Following the Monday raid, right-wing extremists have threatened the judge in online posts, with some sharing what looks to be his home address, phone numbers, and relatives’ names. Accordingly, the judge’s profile was removed from the court’s website. Commentators on the right like The Five’s Jesse Watters have also worked to link the judge to Jeffrey Epstein, the convicted sex offender, since the judge was at one point a defense attorney for Epstein’s pilots and a scheduler.
When Jessica Tarlov, The Five’s resident left-of-center co-host, noted the threats against the judge, some of which were antisemitic, the subject was immediately changed to threats against Supreme Court justices.

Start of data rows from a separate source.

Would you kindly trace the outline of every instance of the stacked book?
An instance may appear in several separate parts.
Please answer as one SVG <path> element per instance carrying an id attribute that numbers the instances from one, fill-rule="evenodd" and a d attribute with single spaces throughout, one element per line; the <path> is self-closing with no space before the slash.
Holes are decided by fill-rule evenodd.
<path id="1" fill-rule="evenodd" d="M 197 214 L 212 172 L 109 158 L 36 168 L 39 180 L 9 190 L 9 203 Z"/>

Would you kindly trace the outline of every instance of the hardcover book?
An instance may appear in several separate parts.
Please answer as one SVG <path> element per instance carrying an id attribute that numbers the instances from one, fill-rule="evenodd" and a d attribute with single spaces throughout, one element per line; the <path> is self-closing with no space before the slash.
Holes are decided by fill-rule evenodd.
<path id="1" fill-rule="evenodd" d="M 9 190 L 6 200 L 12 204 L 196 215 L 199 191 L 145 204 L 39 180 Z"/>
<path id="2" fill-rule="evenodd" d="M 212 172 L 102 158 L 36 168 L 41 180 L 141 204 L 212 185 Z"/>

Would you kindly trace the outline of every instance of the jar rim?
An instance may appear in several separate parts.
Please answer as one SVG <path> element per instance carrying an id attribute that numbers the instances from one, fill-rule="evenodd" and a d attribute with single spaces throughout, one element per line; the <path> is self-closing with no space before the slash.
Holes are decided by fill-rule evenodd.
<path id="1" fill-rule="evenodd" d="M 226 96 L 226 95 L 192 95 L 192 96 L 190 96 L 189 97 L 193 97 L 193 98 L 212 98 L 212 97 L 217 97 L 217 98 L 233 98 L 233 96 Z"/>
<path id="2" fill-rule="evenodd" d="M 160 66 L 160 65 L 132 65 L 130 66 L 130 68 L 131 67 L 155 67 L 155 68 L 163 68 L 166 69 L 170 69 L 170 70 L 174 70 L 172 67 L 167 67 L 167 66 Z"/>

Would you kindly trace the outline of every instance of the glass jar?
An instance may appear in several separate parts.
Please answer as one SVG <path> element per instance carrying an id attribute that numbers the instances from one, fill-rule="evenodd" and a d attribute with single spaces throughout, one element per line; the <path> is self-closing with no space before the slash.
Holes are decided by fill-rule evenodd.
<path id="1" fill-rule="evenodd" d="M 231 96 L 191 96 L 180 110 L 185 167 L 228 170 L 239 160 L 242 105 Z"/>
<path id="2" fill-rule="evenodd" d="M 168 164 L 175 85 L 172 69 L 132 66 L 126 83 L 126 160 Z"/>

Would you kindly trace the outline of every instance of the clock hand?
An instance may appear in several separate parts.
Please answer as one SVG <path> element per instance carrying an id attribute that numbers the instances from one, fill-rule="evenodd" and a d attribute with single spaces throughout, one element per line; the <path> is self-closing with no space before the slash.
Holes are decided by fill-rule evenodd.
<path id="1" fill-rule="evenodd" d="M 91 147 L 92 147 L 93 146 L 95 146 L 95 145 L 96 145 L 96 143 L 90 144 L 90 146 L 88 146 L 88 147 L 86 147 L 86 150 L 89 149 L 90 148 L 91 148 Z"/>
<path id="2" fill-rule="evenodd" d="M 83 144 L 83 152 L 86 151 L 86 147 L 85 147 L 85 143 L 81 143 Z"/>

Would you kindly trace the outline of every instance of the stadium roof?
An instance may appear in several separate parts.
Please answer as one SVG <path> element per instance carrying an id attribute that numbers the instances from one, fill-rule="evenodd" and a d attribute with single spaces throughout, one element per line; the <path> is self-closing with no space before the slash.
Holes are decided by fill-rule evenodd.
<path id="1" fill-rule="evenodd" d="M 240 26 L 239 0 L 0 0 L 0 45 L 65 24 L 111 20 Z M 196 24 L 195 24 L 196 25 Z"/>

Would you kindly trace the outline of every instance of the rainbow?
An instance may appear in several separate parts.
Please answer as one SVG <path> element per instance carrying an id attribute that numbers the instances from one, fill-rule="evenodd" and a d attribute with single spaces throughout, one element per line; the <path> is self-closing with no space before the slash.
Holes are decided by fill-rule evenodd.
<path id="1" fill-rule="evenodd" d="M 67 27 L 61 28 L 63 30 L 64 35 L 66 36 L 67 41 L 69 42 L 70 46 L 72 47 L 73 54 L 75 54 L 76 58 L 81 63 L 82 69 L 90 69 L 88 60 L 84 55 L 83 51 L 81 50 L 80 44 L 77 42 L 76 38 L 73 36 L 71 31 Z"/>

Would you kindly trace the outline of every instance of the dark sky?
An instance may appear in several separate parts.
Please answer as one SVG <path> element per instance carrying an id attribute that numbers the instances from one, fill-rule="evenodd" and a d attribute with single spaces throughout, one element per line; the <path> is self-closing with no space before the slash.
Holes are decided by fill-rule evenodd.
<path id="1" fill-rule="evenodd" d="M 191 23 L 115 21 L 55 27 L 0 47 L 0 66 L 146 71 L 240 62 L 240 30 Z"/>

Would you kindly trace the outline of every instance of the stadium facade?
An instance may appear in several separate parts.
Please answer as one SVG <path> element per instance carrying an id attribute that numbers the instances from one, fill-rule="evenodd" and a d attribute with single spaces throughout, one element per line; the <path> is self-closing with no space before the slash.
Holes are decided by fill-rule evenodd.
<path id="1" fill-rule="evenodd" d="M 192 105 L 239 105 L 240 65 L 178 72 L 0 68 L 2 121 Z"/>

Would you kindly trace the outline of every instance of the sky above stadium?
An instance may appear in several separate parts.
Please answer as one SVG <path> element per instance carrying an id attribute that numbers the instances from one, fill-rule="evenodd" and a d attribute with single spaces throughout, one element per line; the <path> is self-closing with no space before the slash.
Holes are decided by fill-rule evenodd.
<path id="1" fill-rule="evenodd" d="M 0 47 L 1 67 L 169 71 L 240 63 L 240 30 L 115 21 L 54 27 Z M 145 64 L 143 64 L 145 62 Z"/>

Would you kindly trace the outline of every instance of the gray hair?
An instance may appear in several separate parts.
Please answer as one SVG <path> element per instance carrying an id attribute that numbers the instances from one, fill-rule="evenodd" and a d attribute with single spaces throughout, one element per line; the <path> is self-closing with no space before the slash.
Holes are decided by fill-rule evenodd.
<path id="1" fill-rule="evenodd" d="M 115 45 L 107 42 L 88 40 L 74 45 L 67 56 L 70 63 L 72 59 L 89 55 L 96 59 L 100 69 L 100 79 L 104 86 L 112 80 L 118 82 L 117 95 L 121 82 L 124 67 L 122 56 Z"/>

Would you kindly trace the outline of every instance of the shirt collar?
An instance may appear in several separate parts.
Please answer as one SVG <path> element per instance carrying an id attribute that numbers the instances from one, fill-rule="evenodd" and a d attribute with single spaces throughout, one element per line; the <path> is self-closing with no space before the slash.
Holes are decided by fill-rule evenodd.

“This judge, by the way—who donated to President Obama and to Jeb Bush—now he had to have his information scrubbed from the internet,” Tarlov recapped. “He and his family have been threatened.”
“So have Supreme Court justices,” Judge Jeanine Pirro interjected, likely referring to backlash against the court’s conservative wing after it overturned Roe v. Wade.
Tarlov replied that she was “shocked,” given Pirro’s stint as judge in New York in the early 1990s. She then took aim at her other colleagues as well.
“All I hear about at this table, by the way, is that it is only Democrats that are crazy, unhinged violent types. We have evidence that this has happened in a day, that this man has to go into hiding,” Tarlov said, after which Pirro let out an exasperated sigh.
Later in the segment, co-host Greg Gutfeld addressed the threats briefly before bizarrely suggesting that the press is turning them into a story in order to move on from the “actual injustice” of the raid.
“I think that as legitimate as those threats might be, you are seeing the pivot from, ‘It’s not about the raid; it’s about the pouncing of the right.’” Gutfeld claimed. “This always happens when something [like this] happens. ‘The right is now pouncing!’ That’s their way of pivoting away from the actual injustice.”
Since news of the raid broke Monday night, several Fox hosts and guests have been making complaint after complaint about its supposed unfairness. A baseless narrative has also been perpetuated by the likes of Watters, Trump’s lawyers and Trump himself that the FBI possibly planted evidence.